Ульяша побежала, но, запутавшись ногами в траве, припала к цветам, целовала их и, снова вскочив, бежала, забыв, казалось, о Щедрове. Легла на траву, как в гамак, и, раскинув руки и глядя в небо, смеялась тихо и счастливо. А ледники, как поднятые к небу зеркала, уже были рядом, блестели, сияли, и все, что находилось перед ними, — и эта цветущая долина, и эта речка с пологим берегом, и этот сосновый бор, и эти скалы — отражалось в ледяных громадах. «А где же Эльбрус? Куда запропастился и почему не встречает гостей?» — думала Ульяша. Она смотрела на ледники и видела хлещущие из них прозрачно-голубые струи, которые, падая, рассыпались и там, внизу, в камнях, рождали ручей, — перешагни и уже можешь потрогать ледник руками!
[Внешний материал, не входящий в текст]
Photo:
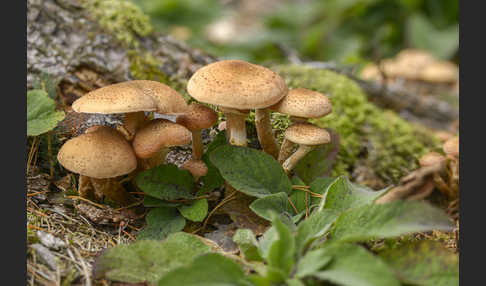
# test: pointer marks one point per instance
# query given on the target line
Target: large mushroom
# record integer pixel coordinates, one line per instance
(100, 155)
(237, 86)
(133, 98)
(307, 136)
(301, 104)
(153, 140)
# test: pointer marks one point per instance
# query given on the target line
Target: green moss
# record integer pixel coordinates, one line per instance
(390, 145)
(121, 18)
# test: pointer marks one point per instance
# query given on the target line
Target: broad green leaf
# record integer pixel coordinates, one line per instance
(213, 178)
(318, 162)
(250, 171)
(245, 238)
(281, 253)
(161, 222)
(352, 265)
(424, 263)
(388, 220)
(152, 202)
(196, 211)
(312, 262)
(211, 269)
(277, 203)
(166, 182)
(42, 115)
(342, 195)
(148, 260)
(423, 35)
(314, 227)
Ручей манило, влекло в низину, и он, учуяв простор, торопился, шумел и, подплясывая на валунах и белея загривками, вливался в небольшую шумливую речку. Ульяша и Щедров уселись на травянистом низком берегу этой речки, ощутив двойную прохладу — от ледников и от танцующей на камнях воды.
— У твоих ног, Ульяша, берет начало та самая река, что течет возле нашей станицы и зовется Кубанью, — сказал Щедров, наклоняясь и черпая ладонью холодную чистую воду. — Тут ее колыбель. Отсюда она начинает свой бег. Только это еще не Кубань. Ледники рождают безымянные ручьи, и они, сходясь в ущельях, сливаются в две речки — Уллулан и Учкулан. Соединившись, эти два потока и образуют Кубань… Ульяша, что ты такая молчаливая?
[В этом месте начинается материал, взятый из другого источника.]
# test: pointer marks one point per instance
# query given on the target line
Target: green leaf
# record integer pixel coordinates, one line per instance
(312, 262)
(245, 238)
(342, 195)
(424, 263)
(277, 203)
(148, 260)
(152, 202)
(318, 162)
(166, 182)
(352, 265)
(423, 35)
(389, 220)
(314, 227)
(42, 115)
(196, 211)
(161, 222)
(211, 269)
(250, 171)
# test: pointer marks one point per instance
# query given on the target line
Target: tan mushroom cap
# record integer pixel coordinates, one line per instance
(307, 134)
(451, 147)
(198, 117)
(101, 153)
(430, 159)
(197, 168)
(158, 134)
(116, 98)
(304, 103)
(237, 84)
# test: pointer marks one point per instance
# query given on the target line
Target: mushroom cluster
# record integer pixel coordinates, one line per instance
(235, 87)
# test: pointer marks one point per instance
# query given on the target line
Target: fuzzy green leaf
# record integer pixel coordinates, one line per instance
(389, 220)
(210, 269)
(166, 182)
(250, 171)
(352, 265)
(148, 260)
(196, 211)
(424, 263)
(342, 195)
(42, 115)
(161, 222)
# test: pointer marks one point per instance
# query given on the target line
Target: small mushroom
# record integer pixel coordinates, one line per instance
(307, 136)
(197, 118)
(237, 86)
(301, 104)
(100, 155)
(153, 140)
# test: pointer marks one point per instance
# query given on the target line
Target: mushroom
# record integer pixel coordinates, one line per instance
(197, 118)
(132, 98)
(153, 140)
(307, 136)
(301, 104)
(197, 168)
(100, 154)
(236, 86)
— Не знаю… Красиво здесь и необычно! Будто мы находимся на какой-то иной планете. И солнце светит как-то не так, как в станице. Антон Иванович, а где же Эльбрус? Мы же ехали к нему в гости.
— Разве не знаешь, великаны хорошо видны только издали, — сказал Щедров. — Когда мы смотрим на Эльбрус из Усть-Калитвинской, он весь перед нами. Здесь же его заслонили леса и горы.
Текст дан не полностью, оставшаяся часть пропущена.